Employers with drug testing programs should take note: employees who are unable to comply with standard drug testing procedures may have a qualifying disability, especially given the more liberal standards under the ADA Amendments Act. Employers should not shy away (okay, bad pun) from engaging in the interactive process with the employee to find ways that the employee can comply with the procedures - such as providing a sample through catheterization. The International Paruresis Association also provides suggestions for accommodating shy bladder syndrome.
Effective August 25, 2008, the Department of Transportation will require transportation workers who previously tested positive for prohibited drugs to give urine specimens while being watched by specimen collectors. The new regulations will apply to workers in safety-sensitive positions in the aviation, motor carrier, rail, transit, maritime, and pipeline industries.

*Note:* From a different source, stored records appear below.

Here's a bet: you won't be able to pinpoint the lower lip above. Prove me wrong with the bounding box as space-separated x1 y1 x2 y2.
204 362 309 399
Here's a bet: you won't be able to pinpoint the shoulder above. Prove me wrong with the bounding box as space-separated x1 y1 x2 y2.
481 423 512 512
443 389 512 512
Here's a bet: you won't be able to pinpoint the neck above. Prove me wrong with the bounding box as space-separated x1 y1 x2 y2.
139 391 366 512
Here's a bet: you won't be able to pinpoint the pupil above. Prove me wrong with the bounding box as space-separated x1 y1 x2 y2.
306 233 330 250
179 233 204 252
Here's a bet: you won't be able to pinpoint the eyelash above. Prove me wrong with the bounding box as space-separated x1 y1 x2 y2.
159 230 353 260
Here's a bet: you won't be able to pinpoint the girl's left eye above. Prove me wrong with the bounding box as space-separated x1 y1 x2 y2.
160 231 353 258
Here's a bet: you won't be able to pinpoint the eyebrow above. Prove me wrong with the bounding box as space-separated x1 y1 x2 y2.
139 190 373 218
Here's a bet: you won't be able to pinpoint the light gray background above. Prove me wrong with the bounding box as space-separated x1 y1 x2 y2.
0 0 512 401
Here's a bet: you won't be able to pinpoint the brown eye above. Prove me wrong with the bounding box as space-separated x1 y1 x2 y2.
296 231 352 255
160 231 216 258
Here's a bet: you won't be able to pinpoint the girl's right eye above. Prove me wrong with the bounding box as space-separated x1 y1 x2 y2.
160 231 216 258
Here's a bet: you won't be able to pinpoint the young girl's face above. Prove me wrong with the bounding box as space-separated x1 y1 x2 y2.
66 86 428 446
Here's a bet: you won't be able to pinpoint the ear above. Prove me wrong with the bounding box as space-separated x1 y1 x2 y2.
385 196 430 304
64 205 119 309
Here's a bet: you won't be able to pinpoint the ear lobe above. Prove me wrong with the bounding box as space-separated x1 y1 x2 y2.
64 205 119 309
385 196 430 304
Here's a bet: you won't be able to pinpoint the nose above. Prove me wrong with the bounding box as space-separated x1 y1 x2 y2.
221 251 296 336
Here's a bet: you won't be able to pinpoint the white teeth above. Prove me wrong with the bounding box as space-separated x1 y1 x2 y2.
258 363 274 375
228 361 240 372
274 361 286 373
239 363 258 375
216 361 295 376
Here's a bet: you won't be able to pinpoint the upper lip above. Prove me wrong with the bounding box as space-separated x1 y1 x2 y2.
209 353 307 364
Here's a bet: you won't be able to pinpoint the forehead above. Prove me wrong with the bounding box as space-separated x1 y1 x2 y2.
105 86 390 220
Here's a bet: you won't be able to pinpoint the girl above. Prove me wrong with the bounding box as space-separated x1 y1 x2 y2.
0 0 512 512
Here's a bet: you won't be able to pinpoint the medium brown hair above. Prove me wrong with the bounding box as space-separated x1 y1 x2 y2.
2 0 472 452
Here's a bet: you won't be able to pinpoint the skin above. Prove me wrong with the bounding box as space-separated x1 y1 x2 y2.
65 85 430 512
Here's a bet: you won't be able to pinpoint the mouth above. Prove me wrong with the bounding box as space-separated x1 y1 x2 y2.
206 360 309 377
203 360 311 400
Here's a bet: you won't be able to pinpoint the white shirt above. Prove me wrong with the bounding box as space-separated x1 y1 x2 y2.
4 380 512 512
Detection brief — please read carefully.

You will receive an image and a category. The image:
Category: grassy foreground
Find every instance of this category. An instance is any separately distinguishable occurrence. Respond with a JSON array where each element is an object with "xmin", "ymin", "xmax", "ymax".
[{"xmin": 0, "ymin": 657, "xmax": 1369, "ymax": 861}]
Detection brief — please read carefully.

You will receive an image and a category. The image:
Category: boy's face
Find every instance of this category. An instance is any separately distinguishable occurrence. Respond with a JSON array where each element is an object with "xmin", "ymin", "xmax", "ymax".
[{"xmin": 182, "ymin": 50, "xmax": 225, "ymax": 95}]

Under current regulations, only workers suspected of tampering with their specimens are required to provide samples while being watched. However, the DOT is concerned that a "various mechanical devices are now readily available to individuals who want to adulterate or substitute their urine specimen during a drug testing collection." The new regulations require an employee giving the sample to raise his shirt, lower his pants and turn around to show the observer that he is not using a "prosthetic device."
"Prosthetic device?" Think we're joking? Guess again.